There’s a third thing to worry about.  At least the police and prosecutor are reasonably fair minded people, and stand to get only minimal personal gain from winning a conviction against you.  But what about a civil case filed against you by the bad guy (or his estate)?  You’re in a totally different scenario there.  They have a huge upside if they win a financial judgment against you (for potentially all the money you have in the world, all your houses, cars, and everything else).  They have no fairness factor shading their actions at all.  They are motivated by money, by greed, and by revenge, and they will be aided in this process by an attorney representing them for free, in return for picking up a share of any winnings they get against you (probably 30% – 50% of their winnings will go to the attorney).

Maybe you lucked out, with friendly fair police and a high-minded realistic DA and you had no criminal charges filed against you.  Or maybe you did have charges pressed against you, but managed to beat them at trial, because of the very high burden of proof placed on the prosecution.

But now you’re in a civil trial, with a much lower burden of proof, and you have an attorney opposing you who won’t hesitate to use every unfair play he can come up with, including making you out to be a gun crazed killer, a wanna-be Rambo, with a gun modified to make it more deadly, and with ammunition so dangerous that civilians aren’t trusted with it, but which you had somehow dishonestly obtained.

When you combine this type of rhetoric with the general misunderstandings of firearms-based self defense in the first place, and a jury that will inevitably have at least one or two people who hate firearms with a passion, you’re in a world of hurt.

About the only thing we could hope for is that your over-oiled gun would jam before firing the first shot.

So – moral of the story?  Just because a guy can shoot well at the range doesn’t mean you should turn to him for advice on self defense in general (or even about how to shoot well, either, but that’s a story for another time…..).

  2 Responses to “Why a Good Shot is Not Necessarily a Good Role Model”

  1. I can understand why a person wouldn’t want to use ammunition that was restricted to law enforcement people only.

    Are there other considerations that apply when choosing ammunition for your gun? Or is all other ammunition okay?


  2. Good question, and one which requires a lot more than a couple of paragraphs in response (and one which I’ll write more about over time, of course – the topic of ‘what type of round to choose’ is one on which everyone has an opinion!).

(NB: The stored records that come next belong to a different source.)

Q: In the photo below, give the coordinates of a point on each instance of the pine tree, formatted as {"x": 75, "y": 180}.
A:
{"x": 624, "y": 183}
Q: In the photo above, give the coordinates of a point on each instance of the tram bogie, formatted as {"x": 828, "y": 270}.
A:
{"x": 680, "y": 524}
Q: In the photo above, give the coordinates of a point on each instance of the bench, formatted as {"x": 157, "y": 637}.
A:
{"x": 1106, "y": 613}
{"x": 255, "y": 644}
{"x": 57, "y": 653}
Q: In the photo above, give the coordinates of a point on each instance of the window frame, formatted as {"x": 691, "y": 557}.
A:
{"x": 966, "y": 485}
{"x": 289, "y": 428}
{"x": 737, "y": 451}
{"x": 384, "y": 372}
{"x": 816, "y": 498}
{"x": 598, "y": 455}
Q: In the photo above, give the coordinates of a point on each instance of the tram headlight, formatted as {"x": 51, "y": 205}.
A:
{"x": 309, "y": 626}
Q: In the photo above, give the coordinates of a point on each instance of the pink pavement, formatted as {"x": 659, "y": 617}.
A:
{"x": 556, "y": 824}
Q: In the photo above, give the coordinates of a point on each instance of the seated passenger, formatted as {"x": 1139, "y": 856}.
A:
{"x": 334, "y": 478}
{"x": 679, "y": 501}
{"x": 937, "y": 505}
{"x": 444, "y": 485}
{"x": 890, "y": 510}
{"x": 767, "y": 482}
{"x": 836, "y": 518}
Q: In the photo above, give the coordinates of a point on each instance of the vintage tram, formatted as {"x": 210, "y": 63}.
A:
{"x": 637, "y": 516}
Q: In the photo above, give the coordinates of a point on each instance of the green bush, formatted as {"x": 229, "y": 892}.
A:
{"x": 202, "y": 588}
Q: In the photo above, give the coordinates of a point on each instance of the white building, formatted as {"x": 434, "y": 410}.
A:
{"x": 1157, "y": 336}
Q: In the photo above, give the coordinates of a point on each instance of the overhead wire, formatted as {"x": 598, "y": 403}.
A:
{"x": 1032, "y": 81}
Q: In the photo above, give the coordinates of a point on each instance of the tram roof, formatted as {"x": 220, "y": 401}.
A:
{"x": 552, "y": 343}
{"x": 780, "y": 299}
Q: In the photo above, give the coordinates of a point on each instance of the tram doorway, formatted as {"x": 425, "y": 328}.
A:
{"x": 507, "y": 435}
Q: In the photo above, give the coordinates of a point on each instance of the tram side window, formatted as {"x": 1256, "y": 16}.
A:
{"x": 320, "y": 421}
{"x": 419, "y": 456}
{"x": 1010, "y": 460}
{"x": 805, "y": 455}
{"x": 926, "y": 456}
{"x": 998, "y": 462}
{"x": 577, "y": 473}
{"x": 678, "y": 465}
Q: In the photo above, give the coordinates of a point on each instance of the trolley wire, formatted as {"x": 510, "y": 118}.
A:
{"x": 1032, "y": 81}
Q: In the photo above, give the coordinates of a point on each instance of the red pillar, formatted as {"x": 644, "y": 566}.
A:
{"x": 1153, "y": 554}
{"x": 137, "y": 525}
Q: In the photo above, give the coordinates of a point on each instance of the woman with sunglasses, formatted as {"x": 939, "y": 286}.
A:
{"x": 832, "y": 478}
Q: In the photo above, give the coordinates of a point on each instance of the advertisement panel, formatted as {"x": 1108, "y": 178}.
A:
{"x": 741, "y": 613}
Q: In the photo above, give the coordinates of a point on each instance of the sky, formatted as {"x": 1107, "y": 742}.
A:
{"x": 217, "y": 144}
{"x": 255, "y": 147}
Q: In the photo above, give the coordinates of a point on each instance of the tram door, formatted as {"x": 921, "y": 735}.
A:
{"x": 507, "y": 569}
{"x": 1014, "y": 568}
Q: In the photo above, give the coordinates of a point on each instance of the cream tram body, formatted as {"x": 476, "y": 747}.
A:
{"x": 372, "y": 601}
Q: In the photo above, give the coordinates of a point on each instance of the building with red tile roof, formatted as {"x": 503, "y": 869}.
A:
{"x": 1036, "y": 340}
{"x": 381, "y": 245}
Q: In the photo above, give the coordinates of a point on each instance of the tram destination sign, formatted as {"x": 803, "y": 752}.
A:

    The underlying truth is that bullets are designed to, among other things, kill people (so, okay, some bullets are designed more for target shooting or other applications). As such, there’s not really any such thing as a ‘safe’ bullet, is there?

    On the other hand, we all know that some bullets are more lethal than others. A FMJ round nose bullet is about as ‘safe’ as you can get, the various expanding hollow point type rounds become successively more dangerous.

    Some prosecutors, and some civil attorneys, will try and play rhetorical games with your choice of bullet. These ‘games’ can usually be rebutted, particularly if you use a type of round that is in common use by law enforcement (ideally your own local police force). And hollow point bullets can also be explained as being ‘safer’ (to other people) by not over-penetrating.

    But in choosing a self defense round, go easy on yourself, and don’t choose a bullet with a ‘shock horror’ sort of name. For example, I use Winchester Silver Tips in one of my carry guns – what a lovely neutral sort of name that is.